Me, I’m not entirely sure these skills are present in the older generations. In fact, I’m pretty darn sure effective verbal communication has always been uncommon, and that it has been growing steadily more so since oral tradition ceded to the written word. All this hoop-la… is it really about an addiction to digital media undermining the communicative fabric of society? Or is it the same old chorus of “What’s the matter with kids today?” every generation sings?
I don’t usually post on public forums but when Ayesha commands…
Loved your post. I might suggest that being online gives people a false sense of safety and some anonymity. Much less likely to be perceived as “pink monkeys” and torn to pieces by the herd. Or perhaps digital reality has become more real than life. BTL!
In some ways the internet is safer than real life and it does give the established order quite a headache.
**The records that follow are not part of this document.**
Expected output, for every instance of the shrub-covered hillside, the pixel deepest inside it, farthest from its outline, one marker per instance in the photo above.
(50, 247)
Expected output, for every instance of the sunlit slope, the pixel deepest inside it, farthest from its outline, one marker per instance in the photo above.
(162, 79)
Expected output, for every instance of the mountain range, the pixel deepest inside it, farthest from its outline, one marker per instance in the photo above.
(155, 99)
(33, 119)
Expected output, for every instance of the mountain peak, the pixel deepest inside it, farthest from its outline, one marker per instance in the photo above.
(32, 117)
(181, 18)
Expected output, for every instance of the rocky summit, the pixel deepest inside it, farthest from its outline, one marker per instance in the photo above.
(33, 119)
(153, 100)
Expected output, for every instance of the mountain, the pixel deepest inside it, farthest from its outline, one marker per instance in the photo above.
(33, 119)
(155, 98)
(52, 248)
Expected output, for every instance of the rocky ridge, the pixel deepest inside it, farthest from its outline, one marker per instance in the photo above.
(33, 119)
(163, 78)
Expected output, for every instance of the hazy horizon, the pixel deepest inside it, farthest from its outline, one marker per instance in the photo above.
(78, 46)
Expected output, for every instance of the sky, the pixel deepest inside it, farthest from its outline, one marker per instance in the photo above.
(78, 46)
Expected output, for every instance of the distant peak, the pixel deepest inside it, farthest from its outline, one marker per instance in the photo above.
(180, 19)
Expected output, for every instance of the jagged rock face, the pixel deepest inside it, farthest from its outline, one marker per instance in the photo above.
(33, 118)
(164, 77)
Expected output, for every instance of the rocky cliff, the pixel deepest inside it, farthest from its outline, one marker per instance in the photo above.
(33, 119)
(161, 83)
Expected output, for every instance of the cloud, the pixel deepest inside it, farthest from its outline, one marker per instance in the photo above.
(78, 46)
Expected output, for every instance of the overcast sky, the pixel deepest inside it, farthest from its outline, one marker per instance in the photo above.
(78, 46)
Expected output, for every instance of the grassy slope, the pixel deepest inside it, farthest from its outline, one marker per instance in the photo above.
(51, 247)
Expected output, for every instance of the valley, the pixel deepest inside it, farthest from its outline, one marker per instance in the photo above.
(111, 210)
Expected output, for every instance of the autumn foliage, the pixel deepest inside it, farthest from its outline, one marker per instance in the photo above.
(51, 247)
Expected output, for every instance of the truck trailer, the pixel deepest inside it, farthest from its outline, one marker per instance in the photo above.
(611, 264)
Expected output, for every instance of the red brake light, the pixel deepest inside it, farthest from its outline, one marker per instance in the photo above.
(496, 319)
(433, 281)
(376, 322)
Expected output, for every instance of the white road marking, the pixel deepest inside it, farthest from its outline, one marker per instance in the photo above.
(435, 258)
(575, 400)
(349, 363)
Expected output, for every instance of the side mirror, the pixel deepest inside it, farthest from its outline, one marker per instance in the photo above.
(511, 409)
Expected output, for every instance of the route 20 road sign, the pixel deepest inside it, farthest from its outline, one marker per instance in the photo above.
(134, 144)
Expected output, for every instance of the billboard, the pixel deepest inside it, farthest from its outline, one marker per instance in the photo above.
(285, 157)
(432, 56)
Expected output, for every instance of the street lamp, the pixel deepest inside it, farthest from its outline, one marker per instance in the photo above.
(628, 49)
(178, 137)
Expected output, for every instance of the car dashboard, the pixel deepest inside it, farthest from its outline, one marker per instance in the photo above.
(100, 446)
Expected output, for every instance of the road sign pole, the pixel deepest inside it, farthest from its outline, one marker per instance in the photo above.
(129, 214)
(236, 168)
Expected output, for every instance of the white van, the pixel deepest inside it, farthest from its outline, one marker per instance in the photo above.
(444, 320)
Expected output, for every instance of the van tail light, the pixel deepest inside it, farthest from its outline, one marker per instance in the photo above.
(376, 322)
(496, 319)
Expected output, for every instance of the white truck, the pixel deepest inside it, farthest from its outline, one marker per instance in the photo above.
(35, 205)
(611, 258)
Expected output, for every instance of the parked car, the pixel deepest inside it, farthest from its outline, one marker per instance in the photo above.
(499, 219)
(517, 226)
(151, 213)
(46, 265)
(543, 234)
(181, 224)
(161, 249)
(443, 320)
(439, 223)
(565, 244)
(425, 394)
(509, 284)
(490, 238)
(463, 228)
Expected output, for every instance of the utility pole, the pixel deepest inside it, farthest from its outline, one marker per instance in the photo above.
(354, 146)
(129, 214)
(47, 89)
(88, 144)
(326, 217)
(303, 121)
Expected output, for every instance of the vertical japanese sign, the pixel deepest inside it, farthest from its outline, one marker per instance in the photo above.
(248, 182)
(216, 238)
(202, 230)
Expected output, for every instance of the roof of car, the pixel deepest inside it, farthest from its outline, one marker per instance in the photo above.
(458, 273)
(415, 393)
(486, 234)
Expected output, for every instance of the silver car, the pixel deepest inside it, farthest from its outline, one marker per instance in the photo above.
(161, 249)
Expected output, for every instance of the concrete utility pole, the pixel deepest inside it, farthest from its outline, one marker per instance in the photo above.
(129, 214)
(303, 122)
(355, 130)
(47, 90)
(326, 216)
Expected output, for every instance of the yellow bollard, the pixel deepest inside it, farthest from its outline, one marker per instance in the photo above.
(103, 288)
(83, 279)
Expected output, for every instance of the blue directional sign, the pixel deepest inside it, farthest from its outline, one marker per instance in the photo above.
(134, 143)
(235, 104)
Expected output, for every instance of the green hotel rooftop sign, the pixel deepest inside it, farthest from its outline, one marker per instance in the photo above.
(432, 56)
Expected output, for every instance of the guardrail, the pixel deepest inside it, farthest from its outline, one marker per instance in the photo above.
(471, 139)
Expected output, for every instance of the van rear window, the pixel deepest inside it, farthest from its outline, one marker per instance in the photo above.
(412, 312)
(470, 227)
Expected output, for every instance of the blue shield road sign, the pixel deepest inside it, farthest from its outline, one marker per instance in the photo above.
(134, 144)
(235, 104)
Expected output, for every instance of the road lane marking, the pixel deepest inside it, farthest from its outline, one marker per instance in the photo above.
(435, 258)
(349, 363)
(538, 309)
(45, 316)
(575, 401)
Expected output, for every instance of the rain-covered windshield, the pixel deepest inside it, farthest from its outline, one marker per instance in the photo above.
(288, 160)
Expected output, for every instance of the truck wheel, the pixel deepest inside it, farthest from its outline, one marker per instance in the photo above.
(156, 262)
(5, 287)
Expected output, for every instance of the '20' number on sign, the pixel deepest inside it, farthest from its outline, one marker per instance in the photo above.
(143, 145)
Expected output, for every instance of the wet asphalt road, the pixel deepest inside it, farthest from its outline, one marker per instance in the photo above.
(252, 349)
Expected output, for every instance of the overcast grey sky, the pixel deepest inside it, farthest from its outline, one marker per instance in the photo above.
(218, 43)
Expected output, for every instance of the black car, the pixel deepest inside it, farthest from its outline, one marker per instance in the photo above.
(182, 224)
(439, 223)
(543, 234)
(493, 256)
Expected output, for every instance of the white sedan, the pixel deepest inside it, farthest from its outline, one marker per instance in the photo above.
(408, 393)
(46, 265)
I find it ironic that the powers that be have the power to shut down the web but are as addicted as any teenager. Shut it down and their entire monetary system crashes. Keeping wealth stored as bits & bytes was not the most intelligent move.
I digress and ramble.
I’ve often wondered about Tracy and glad to hear that he’s still around and making trouble.
Michael! What a champion, letting me twist your arm!
Ooh, good point. I totally agree about the bits & bytes. The mono-reliance of the modern world on flawed, glitchy technology that can be disrupted, corrupted, and crashed is arguably insane. Then again, when has the human race ever hesitated in the face of a technological “advance”? New toy, monkey can’t resist the temptation to play with it.
Yep, Tracy’s around, though he hasn’t yet commented here. Blair stops by here, too, and does comment, when he has something to say. Great place for a virtual Merry-Meet — Neither Here Nor There. ;)
Provocative!
Well, it provoked a comment from you, anyway… ;)
Nice piece. I would suggest to my daughter that she reads it (so she can harangue her dear old Dad) but she can’t actually hear me coz she has her headphones on. Mind you, she also got an A from her English teacher on a recent debating essay. So perhaps the sky is not falling in just yet :-)
Thanks, Dec – and thanks, Tamsyn, for demonstrating my point. With or without headphones teenagers have a hard time hearing their parents, so why blame the headphones? Kids spend gobs of time socializing in virtual communities, yeah? Some get lost there, others have no problem commuting between the two. My prediction: by the time today’s kids are the older generation, VR will be normalized, and their kids will be censured for engaging in whatever it is they do for fun.